Cloud Gaming is an Add-On

Cloud-Gaming is not the End-All-Be-All 

Google Stadia, Microsoft XCloud, Sony PlayStation Now will soon be duking it out over which platform will reign Supreme over game streaming. However, game streaming does not mean the death of physical hardware. Cloud gaming is not necessarily new, but it is becoming more relevant as significant companies are diving into it. Microsoft and Sony have recently announced their next Gen systems, but they are also preparing for cloud gaming.

During the Pre-E3, Google announced Stadia, which will be strictly cloud gaming without having the option to run games natively on hardware. During, my search on Twitter, there are a lot of people that have said, “hardware is going to die,” and I have to disagree. So let’s talk about why cloud gaming is an addition, but hardware well will continue to live on.

ISPs Data Caps 

When it comes to internet data usage, it is essential to know if your ISP has data caps. A data cap is a red flag when it comes to cloud gaming. Cloud gaming, especially if you are trying to stream a game at its highest capacity, will use a lot of gigs in one session. ISPs control how much data per month their users can use before they throttle speeds or charge an additional service fee. Over-capping with game streaming is going to be hard not to do if you’re an everyday gamer.

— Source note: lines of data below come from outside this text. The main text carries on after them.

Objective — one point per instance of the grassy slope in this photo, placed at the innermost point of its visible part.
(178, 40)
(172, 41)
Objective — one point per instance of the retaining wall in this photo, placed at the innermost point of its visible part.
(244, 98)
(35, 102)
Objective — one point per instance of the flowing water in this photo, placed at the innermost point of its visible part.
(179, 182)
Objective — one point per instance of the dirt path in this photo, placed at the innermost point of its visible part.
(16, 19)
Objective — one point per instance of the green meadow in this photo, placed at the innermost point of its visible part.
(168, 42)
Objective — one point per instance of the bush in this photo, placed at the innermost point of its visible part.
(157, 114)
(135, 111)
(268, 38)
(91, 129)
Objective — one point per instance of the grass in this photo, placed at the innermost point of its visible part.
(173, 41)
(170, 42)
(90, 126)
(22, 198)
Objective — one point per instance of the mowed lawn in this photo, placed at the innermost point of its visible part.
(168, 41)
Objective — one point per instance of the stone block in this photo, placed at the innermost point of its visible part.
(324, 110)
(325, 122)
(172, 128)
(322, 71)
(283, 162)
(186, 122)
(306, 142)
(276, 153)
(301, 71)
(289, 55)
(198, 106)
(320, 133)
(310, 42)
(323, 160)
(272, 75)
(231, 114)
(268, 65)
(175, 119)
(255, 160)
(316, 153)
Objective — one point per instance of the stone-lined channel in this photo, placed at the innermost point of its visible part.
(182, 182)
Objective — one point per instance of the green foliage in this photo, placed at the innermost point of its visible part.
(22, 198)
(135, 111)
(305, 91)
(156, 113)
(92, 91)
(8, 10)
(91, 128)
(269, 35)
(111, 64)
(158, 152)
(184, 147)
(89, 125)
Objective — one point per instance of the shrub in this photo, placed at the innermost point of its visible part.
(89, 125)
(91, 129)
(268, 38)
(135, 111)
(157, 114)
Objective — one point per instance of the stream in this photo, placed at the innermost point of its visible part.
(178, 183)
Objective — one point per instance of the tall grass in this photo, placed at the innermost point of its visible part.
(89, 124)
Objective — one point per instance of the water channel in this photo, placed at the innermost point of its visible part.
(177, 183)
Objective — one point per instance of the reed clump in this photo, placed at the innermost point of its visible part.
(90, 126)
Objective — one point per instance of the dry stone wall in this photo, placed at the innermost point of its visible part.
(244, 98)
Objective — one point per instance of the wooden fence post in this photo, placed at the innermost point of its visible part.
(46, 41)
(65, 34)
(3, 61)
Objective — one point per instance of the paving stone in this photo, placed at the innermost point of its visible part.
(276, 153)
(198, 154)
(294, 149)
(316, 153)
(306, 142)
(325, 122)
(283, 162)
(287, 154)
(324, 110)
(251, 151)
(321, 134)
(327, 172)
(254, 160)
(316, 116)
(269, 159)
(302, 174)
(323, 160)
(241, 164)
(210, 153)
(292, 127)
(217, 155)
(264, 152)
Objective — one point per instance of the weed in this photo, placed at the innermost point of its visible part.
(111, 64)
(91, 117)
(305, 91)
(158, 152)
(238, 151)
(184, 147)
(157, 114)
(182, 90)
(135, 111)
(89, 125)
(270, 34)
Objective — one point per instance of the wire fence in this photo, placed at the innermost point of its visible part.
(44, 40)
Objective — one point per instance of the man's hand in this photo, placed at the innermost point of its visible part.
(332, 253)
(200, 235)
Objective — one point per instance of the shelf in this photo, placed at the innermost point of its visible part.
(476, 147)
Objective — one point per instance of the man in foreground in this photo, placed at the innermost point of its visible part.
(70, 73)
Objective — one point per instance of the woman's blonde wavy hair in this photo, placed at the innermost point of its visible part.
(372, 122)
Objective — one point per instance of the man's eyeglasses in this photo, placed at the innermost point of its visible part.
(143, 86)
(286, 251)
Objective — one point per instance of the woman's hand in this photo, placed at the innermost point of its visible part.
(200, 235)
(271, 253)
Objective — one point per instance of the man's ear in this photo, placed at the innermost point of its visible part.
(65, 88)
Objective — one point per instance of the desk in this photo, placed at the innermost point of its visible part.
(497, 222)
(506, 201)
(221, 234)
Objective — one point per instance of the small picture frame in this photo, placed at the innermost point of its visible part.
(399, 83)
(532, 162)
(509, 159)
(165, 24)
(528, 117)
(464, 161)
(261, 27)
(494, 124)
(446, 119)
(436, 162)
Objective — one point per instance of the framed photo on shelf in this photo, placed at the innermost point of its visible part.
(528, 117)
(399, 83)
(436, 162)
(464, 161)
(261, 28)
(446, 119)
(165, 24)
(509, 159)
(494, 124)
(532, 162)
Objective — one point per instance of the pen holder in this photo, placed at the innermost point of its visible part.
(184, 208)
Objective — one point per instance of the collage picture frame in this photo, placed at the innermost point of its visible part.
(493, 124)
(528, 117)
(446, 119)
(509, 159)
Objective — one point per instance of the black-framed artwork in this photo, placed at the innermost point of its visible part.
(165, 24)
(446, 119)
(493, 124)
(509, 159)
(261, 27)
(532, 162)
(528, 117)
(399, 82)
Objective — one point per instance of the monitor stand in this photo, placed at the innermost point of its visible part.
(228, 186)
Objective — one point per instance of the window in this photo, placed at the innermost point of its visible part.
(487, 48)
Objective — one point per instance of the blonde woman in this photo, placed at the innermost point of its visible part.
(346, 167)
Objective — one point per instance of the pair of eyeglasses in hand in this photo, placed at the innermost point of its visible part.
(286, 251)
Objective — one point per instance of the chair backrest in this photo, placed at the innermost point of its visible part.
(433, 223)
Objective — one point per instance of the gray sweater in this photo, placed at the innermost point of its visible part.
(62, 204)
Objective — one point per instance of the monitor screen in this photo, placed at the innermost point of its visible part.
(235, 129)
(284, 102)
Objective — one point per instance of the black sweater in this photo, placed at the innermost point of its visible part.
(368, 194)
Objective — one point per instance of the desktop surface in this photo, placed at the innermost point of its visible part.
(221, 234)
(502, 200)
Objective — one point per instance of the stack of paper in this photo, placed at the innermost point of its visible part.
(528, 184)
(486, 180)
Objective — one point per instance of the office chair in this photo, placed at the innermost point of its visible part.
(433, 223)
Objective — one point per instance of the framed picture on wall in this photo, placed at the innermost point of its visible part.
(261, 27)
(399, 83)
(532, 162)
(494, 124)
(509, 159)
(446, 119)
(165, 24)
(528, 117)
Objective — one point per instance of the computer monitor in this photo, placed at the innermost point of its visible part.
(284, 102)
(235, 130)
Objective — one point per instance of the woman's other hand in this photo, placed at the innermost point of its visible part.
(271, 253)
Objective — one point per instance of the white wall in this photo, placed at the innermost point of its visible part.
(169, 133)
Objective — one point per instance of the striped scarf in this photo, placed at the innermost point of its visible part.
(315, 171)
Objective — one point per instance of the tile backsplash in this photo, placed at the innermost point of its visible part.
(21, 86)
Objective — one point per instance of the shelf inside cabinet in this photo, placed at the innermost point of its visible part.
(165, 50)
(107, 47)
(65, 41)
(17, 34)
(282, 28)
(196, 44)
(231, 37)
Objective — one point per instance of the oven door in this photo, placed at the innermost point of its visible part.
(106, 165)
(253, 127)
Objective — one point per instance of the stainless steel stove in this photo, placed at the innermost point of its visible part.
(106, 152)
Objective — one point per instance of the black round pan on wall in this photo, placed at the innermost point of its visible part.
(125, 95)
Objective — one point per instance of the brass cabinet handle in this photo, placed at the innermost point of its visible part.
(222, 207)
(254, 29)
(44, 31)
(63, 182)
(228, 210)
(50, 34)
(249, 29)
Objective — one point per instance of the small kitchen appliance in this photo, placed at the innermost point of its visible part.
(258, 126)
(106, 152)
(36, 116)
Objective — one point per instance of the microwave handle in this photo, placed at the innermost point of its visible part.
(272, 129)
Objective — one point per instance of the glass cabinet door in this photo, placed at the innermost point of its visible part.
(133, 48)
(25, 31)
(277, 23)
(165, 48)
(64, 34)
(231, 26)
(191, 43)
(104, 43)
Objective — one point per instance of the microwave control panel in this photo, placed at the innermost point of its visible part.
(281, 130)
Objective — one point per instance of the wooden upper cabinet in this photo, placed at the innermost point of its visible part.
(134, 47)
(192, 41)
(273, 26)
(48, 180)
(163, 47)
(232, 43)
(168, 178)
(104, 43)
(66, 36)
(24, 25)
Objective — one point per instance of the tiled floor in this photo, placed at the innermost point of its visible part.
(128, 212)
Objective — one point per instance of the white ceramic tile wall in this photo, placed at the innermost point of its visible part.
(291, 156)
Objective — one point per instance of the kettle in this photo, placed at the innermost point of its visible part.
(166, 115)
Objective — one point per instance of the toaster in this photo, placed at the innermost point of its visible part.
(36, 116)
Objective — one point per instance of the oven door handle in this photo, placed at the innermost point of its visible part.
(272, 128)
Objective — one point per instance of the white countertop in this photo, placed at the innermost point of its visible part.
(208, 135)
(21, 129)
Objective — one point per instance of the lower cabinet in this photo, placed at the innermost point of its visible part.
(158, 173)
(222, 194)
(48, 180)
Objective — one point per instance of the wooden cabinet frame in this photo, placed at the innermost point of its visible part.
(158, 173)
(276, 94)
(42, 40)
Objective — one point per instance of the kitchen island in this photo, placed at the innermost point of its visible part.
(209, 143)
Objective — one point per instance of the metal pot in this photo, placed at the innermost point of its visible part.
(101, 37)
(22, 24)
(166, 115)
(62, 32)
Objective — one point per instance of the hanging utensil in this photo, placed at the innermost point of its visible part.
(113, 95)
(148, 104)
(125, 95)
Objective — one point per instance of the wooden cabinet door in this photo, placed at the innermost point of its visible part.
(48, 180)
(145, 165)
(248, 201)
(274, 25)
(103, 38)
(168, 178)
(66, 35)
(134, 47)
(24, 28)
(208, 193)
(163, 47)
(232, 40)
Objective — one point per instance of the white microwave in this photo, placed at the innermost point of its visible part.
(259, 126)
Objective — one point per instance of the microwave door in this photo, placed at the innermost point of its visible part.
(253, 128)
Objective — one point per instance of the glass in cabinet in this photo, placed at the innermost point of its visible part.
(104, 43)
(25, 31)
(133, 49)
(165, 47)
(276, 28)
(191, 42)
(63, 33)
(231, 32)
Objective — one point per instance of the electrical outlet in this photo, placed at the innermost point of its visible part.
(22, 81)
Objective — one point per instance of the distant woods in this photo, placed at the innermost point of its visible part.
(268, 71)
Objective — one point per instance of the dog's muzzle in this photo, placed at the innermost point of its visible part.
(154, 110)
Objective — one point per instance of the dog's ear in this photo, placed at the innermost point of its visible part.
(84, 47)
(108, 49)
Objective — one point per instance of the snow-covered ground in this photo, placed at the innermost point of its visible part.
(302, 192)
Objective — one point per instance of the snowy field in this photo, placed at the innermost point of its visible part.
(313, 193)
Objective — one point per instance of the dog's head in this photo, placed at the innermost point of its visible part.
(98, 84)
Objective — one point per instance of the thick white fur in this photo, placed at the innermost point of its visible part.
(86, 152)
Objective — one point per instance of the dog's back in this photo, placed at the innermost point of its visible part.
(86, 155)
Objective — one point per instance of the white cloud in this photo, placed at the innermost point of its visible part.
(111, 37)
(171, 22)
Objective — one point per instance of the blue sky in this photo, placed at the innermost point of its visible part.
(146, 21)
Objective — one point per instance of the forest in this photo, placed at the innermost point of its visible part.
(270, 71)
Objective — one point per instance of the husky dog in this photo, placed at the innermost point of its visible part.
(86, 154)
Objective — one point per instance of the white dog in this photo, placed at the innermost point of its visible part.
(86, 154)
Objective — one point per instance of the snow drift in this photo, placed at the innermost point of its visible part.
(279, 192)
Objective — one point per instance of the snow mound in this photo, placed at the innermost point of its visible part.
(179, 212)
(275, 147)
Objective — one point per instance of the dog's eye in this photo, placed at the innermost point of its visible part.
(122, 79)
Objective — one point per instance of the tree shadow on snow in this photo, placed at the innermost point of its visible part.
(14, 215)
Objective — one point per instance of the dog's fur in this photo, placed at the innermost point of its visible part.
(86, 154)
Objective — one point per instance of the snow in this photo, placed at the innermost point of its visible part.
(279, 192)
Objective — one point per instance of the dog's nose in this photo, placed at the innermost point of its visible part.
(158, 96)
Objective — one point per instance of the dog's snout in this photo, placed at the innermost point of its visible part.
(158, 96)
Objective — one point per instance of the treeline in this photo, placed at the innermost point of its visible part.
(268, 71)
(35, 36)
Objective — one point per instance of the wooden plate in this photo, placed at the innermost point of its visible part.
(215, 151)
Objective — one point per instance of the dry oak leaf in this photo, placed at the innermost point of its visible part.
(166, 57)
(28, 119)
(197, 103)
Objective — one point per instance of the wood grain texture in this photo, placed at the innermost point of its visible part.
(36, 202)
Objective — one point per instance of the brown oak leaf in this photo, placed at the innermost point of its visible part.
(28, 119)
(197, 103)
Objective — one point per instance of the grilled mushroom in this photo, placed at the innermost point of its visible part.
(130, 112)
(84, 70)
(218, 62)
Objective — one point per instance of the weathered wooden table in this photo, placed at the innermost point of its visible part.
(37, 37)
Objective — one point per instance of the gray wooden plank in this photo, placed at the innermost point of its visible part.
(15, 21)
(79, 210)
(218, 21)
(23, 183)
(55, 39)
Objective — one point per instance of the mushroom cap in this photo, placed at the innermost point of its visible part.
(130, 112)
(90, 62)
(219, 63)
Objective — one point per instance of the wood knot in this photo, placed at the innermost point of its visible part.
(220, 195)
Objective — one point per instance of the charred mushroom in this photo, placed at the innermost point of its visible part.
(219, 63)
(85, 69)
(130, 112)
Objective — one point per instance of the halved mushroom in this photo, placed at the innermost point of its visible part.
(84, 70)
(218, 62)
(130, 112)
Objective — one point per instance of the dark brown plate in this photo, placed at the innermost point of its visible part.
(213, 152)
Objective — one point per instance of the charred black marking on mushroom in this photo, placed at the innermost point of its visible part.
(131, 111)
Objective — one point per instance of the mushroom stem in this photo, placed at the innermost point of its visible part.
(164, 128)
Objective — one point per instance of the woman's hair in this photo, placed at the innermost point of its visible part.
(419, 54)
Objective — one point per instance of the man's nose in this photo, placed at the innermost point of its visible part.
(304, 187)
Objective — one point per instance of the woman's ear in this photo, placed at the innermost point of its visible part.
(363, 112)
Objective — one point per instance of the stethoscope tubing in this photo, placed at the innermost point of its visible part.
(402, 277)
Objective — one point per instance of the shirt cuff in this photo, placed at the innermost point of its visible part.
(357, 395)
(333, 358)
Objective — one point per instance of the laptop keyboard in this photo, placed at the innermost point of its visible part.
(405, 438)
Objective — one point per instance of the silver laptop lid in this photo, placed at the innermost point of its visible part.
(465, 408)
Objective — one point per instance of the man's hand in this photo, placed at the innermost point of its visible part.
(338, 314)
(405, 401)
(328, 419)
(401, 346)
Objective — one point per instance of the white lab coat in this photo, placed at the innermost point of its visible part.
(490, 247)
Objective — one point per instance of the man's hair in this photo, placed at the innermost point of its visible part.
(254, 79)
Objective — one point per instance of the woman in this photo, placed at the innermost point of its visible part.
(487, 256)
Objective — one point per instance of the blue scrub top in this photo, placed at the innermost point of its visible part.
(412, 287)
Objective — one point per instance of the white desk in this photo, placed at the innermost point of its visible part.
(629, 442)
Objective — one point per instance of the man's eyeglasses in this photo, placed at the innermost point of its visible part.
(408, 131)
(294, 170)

According to Broadbandnow.com, almost all major internet service providers have data caps. Some of these data caps are based on tiered pricing. Data caps are used to help reduce internet congestion.

For cloud gaming, it is essential to know how much data will it take to stream a game. Most games that have online modes use about 100Mb per hour to 300mb per hour when downloaded on a console. Watching TV shows or movies on Netflix uses about 1 GB of data per hour for each stream of standard definition video, and up to 3 GB per hour for each stream of HD video. Downloading and streaming consume a similar amount of data. However, with streaming a video game, it will definitely take a lot more data per hour. Video games have a lot more assets going on in one frame than most movies. Furthermore, the idea of pressing a button will also use some sort of data, even if it is not that much.

For game streaming to be successful, it will take ISPs drastically increasing data caps and cellular service providers not throttling speeds. With native hardware, gamers will not have to worry about data caps as much unless they download a lot of games and play online.

Buffer and Button Lag 

The internet can be your best friend or an annoying one. Game streaming will allow users to not be tied to a single device, but one issue that is present in the button lag or buffering. When watching a video where the connection is always the best, sometimes there is a little bit of buffering. Imagine being in a situation in which you’re playing Halo in an intense firefight against a group of Elites and your game buffers.

Most gamers would know better than to play in an area in which the connection is not the best, but something like that would be frustrating. Another gaming frustration is button lag. Because the button input of the controller has to be sent to a server miles away, gamers may experience some button lag. Cloud gaming is great for games like RPGs and some FPS single player experience, but button lag can kill some momentum.

Hardware is important

Hardware will always be an essential piece of gaming. The ability to customize the device or have a place in which your games are right there is necessary. Google Stadia is just cloud, and if for some reason, they have server issues, gamers will be without their games until the servers are back up. This is where Microsoft and Sony have the advantage when it comes to cloud gaming. They have hardware as an option, so gamers can stream, but also play on their native machines at home.

Cloud-Gaming is excellent for many reasons, but will not overtake the gaming industry. Cloud gaming will be another option for gamers, but will also open the doors for the gaming industry in general.

XCloud and PlayStation Now will probably be the more popular game streaming services as they not only have the hardware but also have a more significant catalog than the like of Google Stadia. Will cloud gaming kill hardware? No, but it will add an excellent option for gamers who are on the go a lot.